Take, for example, a physician reading blood pressure with an ordinary sphygmomanometer, the cuff with a pump and the small analog dial. At best, a physician can reliably, at a glance, gauge blood pressure to within 1 millimeter of mercury. Even digital versions of this instrument fare little better.
But, of course, these instruments can improve. The readout can continue to add decimal places as the apparatus better discerns the amount of mercury forced through a tube, even to the point—but no further—than counting individual molecules. Fractional or continuous molecules aren’t in it.
Further, every measurement is also constrained by certain bounds, which are a function of the instrument itself and the milieu in which it is employed. That is, actual measurements do not, and can not, shoot off to infinity (in either direction).
Every measurement we take is the same. This means that when we are interested in some observable, particularly in quantifying the uncertainty of this observable, we know that it can take only one value out of a set of values. That is, the observable can only take one value at a time.

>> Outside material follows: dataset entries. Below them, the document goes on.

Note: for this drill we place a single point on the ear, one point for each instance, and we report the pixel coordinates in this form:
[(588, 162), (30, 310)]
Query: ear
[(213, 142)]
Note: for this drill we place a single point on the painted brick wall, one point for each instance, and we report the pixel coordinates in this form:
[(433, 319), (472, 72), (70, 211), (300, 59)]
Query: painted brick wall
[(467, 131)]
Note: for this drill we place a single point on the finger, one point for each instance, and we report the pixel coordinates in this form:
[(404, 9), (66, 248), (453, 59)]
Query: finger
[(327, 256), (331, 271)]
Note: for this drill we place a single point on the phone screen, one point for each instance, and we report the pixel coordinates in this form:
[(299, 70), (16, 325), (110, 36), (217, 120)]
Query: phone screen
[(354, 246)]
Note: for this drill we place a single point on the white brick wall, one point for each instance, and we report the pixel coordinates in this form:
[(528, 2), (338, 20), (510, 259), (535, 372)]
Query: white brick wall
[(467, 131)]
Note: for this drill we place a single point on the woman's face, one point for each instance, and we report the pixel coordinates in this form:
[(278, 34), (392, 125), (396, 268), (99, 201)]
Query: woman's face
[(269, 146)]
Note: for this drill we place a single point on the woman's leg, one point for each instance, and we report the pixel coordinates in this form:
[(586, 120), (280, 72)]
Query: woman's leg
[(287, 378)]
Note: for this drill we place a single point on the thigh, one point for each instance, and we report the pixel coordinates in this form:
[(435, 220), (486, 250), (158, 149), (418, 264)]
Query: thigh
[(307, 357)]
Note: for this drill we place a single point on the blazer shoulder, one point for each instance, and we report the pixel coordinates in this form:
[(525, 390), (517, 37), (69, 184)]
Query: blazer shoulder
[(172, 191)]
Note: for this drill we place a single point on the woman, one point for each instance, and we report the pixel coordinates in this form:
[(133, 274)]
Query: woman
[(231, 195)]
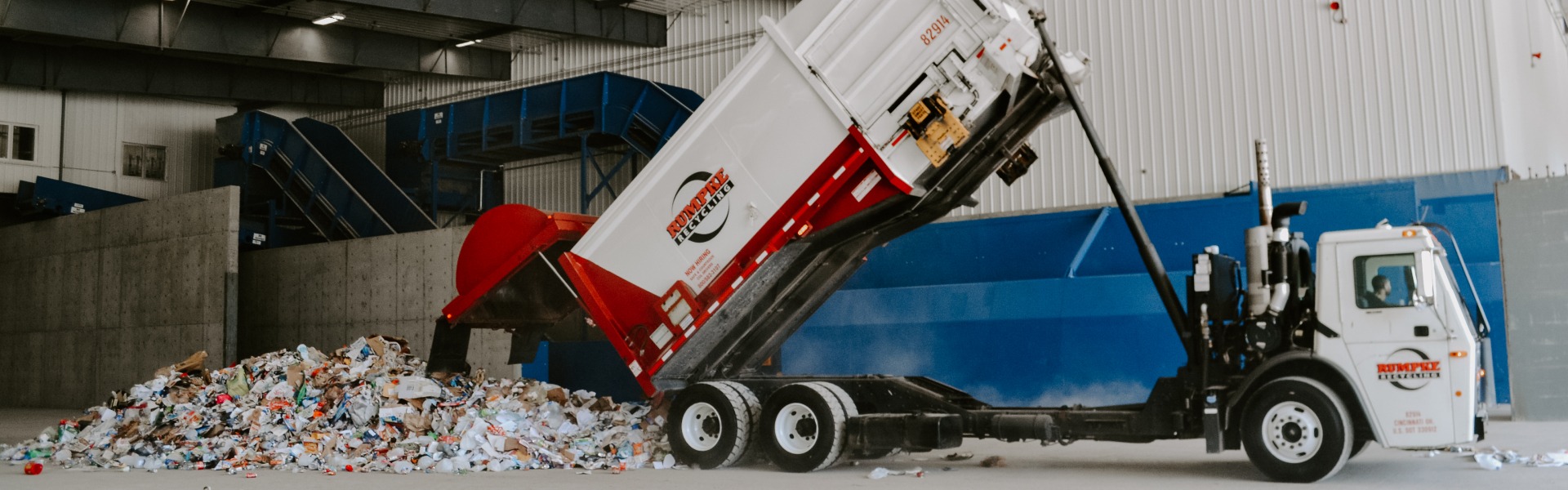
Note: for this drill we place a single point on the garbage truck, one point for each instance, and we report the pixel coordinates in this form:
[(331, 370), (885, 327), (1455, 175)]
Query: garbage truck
[(852, 122)]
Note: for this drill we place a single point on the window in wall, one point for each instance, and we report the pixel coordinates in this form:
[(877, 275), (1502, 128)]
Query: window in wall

I am considering what is called a “univariate” observable; also called a point measurement. It doesn’t matter if the observable is “multivariate”, also called a vector measurement. If a vector, then each element in the vector can take only one out of a set of values at any one time.
We also know that any set of measurements we take is finite. Finite can be very large, of course, but large is always short of infinite. We might not know, and often do not know, how many measurements we can take of any observable, but we always know that this count will be finite.
The situation of measuring any observable at discrete levels a finite number of times is exactly like the following situation: a bag contains N objects, some of which may be labeled 1 and the others something else. That is, any object may be a 1 or it may not be. That statement is a tautology; and based on the very limited information in it, we can tell is that an object with a 1 on it is possible.
In this bag, then, there can be no objects with a 1 on it, 1 such object, 2 such objects, and so on up to all N objects. We want the probability that no objects have a 1, just one does, and so on. Through the theorem of the symmetry of individual constants (which we can prove another day), it is easy to show that the probability of any particular outcome is 1 / (N + 1), because there are N + 1 possible outcomes.
This is, of course, the uniform distribution, in line with what people usually call an “ignorance” or “flat” prior. But it is not a prior in the usual sense. It is different because there are no parameters here, only observables. This small fact becomes the fundamental basis of the marriage of finite measurement with probability.
Suppose we take a few—something less than N—objects from the bag and note their labels. Some, none, or all of these objects will have a 1. Importantly, the number of 1s we saw in our sample give us some information about the possible values of the rest of the objects left in the bag.
No matter the value of N, we can work out the probability that no remaining objects are labeled 1, that just one is, and so on. Again, no parameters are needed. We are still talking about observables and observables only.
We can continue this process by removing more, but not yet all, objects from the bag. This gives us updated information, which we can use to update the probability that no objects remaining are labeled 1, that just one is, and so on. (For those who know, this is a hypergeometric distribution.)
Once more, we still have no need of parameters; we still talk of observables. This assumed we knew N, and that N was finite. But if we do not know N, but do know it is “large”, we can take it to the limit, and then use the resulting probabilities as approximations to the true ones. (This limit is the binomial). The limiting distribution then speaks of parameters—it is important to understand that they only arise because of the limiting (approximating) operation.
Well, you might have the idea. If we do not know N, and cannot say it is “large”, we can apply the same logic to its value as we did to the labels. Point is, all of probability can fit into a scheme where no parameters are ever needed, where everything starts with the simplest assumptions, and ends quantifying uncertainty in only what can be measured.